Wielkim orędownikiem budowy wiaduktu do Plewisk okazał się radny Piotr Dziembowski. Podczas debaty telewizyjnej 11 listopada br. nt Wolności i demokracji, w której uczestniczyli przedstawiciele różnych środowisk, padły m.in. słowa: że władza, która ma niewiele do zaoferowania obywatelom, a wprowadza kontrowersyjne decyzje i obawia się społecznego sprzeciwu, zawsze stosuje retorykę, której celem jest napompowanie wielkościowe. Takim oratorstwem posłużył się w/w Radny, podczas procedowania projektu uchwały w sprawie wynagrodzenia wójta Pawła Przepióry. Zapewne przykładem menadżerskich umiejętności Wójta jest projekt uchwały w sprawie pomocy finansowej dla gminy Komorniki, czyli 4,3 mln złotych z budżetu Gminy w zamian za wzrost natężenia i utrudnienia w ruchu komunikacyjnym Skórzewa - jak to się mówi „interes życia”!  
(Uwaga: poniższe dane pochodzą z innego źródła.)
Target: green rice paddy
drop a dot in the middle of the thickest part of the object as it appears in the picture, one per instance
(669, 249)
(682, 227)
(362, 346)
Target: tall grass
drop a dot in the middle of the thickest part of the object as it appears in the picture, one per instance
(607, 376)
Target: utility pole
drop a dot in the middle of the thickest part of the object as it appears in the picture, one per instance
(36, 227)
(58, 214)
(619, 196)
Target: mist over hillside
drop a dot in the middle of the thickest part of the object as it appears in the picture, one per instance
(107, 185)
Z zakresu planowania przestrzennego krótko omówię projekt uchwały w sprawie przystąpienia do opracowania planu zagospodarowania dla terenu w Dopiewie, pomiędzy ulicami: Bukowską, Polną i Ogrodową. Obejmuje on m.in. zespół szkolno-przedszkolny, halę GOSiR i boisko GKS Dopiewo.
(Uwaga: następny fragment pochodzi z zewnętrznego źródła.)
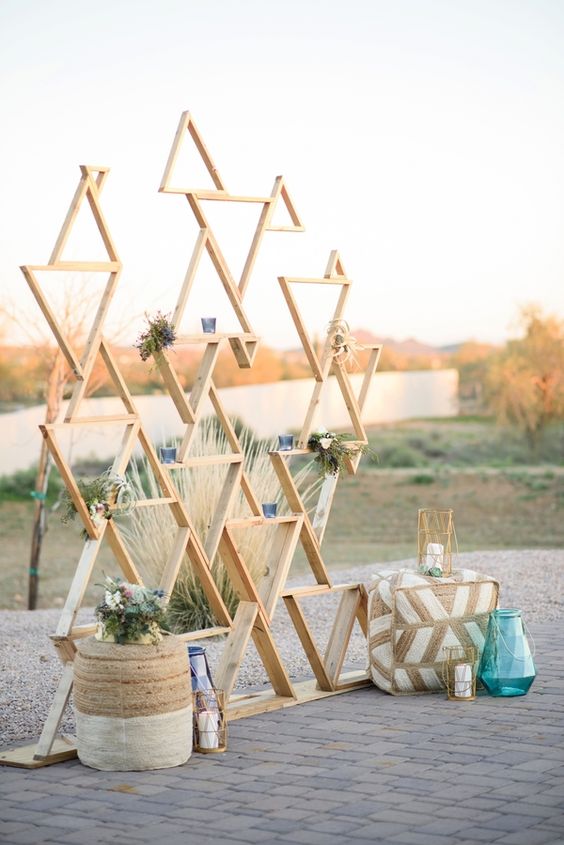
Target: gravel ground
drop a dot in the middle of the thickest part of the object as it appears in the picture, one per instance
(531, 580)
W zasadzie teren jest w całości zagospodarowany pod zabudowę mieszkaniową oraz usługi oświaty i sportu, poza niewielkim fragmentem w jego wschodniej części. To, co jest istotne, to nagłośnienie przez radnego Jakuba Kortusa poszerzenia fragmentu ul. Polnej u zbiegu z ul. Tysiąclecia. O tym wąskim gardle, powstałym jeszcze w czasach wójta Andrzeja Strażyńskiego, gdy radnymi byli m.in: Leszek Nowaczyk i Tadeusz Bartkowiak - pisałam kilkakrotnie. Dobrze, że wreszcie ktoś z Radnych zainteresował się tym problemem.

Na koniec coś z lokalnego folkloru. Z danych Ministerstwa Zdrowia z dnia, w którym odbywało się posiedzenie Komisji wynika, że pojawiło się 24 239 nowych zakażeń Covid-19 i 463 zgony, czyli mamy czwartą falę pandemii. Na posiedzeniu obecna była cała Rada Gminy Dopiewo, 10 urzędników gminnych i goście. Zgodnie z zaleceniami Ministra Zdrowia: Zasłanianie ust i nosa w przestrzeniach zamkniętych jest obowiązkowe w całym kraju, w tym m.in. w budynkach użyteczności publicznej. Wszystkie osoby obecne na posiedzeniu, w tym celu skorzystały z maseczek, oprócz radnego Justina Nnoroma. Radny zachowywał się tak, jakby był na prywatnej imprezie a nie na oficjalnym posiedzeniu Rady Gminy. Co chwilę wychodził z sali z telefonem w ręce, wykazując zupełny brak zainteresowania tematami omawianymi na posiedzeniu. Być może jednak wyborcy powinni być zadowoleni, że w/w Radny pojawił się na posiedzeniu!

Obserwatorka I (Pierwsza)

1 komentarz:

  1. Jedno sprostowanie. Obliczenie wysokości zarobków wójta nie są tylko moją zasługą, lecz w równiej mierze moich kolegów klubowych z JesteśMY na TAK.